English and American media have a chronic problem dealing with the reality of modern Turkey. Many naively assume that as Turkey becomes more engaged with the values of mainstream European culture, the more Turkey will embrace Europe’s better aspects. This perspective ignores the reality that the Ottomans were in Europe for four hundred years without becoming Europeanised.

The Ottomans were present for the French Enlightenment, the Darwinian revolution, the American revolution, and other transformative moments. The effect on their culture and behaviour was minimal. Comments by Turkish diplomats were often contemptuous of the West.

Of late, revisionist scholars have judged the late Ottoman Empire to be a multi-ethnic realm with many virtues. The latest rewrite of Ottoman/Turkish history has appeared in the July 15 issue of prestigious magazine The Economist, a bastion of conservative economic thought.

The Economist editors embarked on a what-if speculation about World War I. They asked what if the fading Ottoman Empire had allied with the Triple Entente forces led by Britain, France, and Russia rather than the central powers led by Germany and the Austro-Hungarians. If that had happened, they posit favourable gains for the region. Such flights of fancy can only be instructive when based on core realities. Otherwise, the fantasy becomes self-delusion.

The only major European nation with which Turkey had any rapport was Germany. The Ottoman military, in particular, admired the Prussian militarists and thought the Sultanate should emulate their methods and politics. The Ottomans also were wary of Russian support for the new Balkan states. Moreover, the Ottomans were acutely aware of the desire of Britain and France to extend their colonial empires through North Africa and the Middle East, where the Ottomans had long been dominant.

Leaving that reality check aside, The Economist posits that after the war an Ottoman Empire associated with the Triple Entente would have miraculously recognised its Greek, Armenian, and Kurdish subjects as belonging “to individual nations united under the Ottoman sovereign.” This is like asserting that if the South had won the American Civil war, it would have immediately freed its slaves. Left unsaid is that efforts at the turn of the 20th century by Ottoman reformers to establish equal rights for all Ottoman subjects had been soundly defeated by nationalist fanatics who supported genocidal pogroms against the Christian minorities.

The Economist plays word games to whitewash Ottoman/Turkish crimes. Turkey is said to have war ‘casualties’ numbering three to five million persons. This number admittedly includes the Armenian genocide, but that is explained as caused by a fear that Armenians constituted a fifth column for a hostile Russia. Thus, suppression was a result of military need rather than cultural warfare.

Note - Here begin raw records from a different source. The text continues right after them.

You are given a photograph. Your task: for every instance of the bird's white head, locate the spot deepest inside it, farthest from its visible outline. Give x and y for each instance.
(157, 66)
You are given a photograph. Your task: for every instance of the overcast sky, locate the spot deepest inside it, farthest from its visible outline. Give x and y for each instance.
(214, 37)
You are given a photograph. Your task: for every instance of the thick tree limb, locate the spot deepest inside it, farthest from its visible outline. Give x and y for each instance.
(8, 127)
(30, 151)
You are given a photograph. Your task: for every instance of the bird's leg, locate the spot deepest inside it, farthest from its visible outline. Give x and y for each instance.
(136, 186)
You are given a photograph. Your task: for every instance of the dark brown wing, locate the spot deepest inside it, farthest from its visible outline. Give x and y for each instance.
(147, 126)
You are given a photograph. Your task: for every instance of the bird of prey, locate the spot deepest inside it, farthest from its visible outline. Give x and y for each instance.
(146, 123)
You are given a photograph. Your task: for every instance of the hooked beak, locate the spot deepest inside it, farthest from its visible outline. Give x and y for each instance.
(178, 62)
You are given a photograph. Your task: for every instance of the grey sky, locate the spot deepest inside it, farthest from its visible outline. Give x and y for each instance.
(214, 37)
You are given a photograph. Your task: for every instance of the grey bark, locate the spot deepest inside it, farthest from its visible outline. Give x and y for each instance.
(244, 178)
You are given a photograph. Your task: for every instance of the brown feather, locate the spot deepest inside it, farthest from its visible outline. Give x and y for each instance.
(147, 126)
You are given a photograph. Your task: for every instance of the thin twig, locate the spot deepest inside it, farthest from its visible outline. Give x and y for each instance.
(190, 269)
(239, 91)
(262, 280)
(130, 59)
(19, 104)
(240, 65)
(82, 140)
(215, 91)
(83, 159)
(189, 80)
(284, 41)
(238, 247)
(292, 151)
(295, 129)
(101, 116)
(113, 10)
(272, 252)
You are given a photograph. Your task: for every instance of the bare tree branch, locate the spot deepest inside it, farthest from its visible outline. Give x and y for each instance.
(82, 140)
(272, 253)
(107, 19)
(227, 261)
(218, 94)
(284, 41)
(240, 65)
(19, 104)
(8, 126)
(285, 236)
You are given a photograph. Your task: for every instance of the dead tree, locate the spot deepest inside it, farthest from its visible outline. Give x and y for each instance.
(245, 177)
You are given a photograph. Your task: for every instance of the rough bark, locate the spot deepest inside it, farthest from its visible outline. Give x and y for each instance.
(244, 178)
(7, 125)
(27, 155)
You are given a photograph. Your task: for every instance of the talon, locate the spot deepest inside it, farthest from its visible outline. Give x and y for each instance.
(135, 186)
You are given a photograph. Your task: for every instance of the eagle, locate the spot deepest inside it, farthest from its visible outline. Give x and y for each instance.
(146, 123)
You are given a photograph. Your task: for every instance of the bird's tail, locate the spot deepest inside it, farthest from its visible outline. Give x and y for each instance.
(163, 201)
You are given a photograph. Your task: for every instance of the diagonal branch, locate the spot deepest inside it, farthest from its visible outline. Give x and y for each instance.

Unnoted is that, the persecution of Armenians predated World War I. Equating genocidal attacks on one’s own population with losses on the battlefield to hostile armies is intellectual bankruptcy.

Just as outrageous as mischaracterising the Armenian genocide is the lack of any reference to genocidal assaults on Greeks and Assyrians. These also took millions of lives. Like the attacks on Armenians, some of these persecutions predate World War I.

The Economist again embraces delusionary fantasy when it posits a victorious Ottoman sultan would have stayed allied with the western democracies. Somehow the centuries-long European desire to created colonial empires, now fed by the lust for oil riches would have evaporated to allow the Ottomans to retain control of its Middle East territories.

The reality is that the European nation with which Turkey continued to have the most rapport was Germany. Hitler publicly lauded Kemal Ataturk as a model national leader and expressed his admiration for Turkey’s massacres of the Armenians. The Nazis even assisted the Turkish campaign of squelching international efforts to expose that genocide. The Turkish and German military continued their close relationship.

During World War II, Turkey was a pro-Nazi neutral that provided chromite, a key ingredient in military hardware, from the onset of the war through to April 1944. Turkish officials had joint celebrations with the Nazis during the course of the war. Turkey only issued a last-minute declaration of war on Germany in February 1945. This was partly due to a desire to be included in the UN organisation coming into existence. Not one Turkish soldier was lost fighting the Germans.

What is extremely troubling about The Economist essay is that many journalists, think tank scholars, and congressional aides consider this journal to be highly reliable. Policy shapers and police markers often recycle The Economist’s explicit and implicit premises without doing much, if any independent research. In this instance, the assumptions underlying The Economist’s speculations reinforce an already flawed sense of Turkish political culture and its ambitions.

The Economist’s what-if scenario is yet another wake-up call for Greek America. Although numerous organisations have worked diligently to expose the actual history of Turkey and its long-term objectives, much clearly remains to be done. Turkey daily violates the airspace of Greece, its NATO ally. Turkey threatens to unilaterally upend the international treaties establishing the present boundaries in the Aegean. Turkey keeps an occupying army of 30,000 plus in Cyprus and prevents reunification. None of that will alter until national and political discourse acknowledges the nature of Turkish political culture. The Economist’s contribution is a minus, not a plus in that understanding.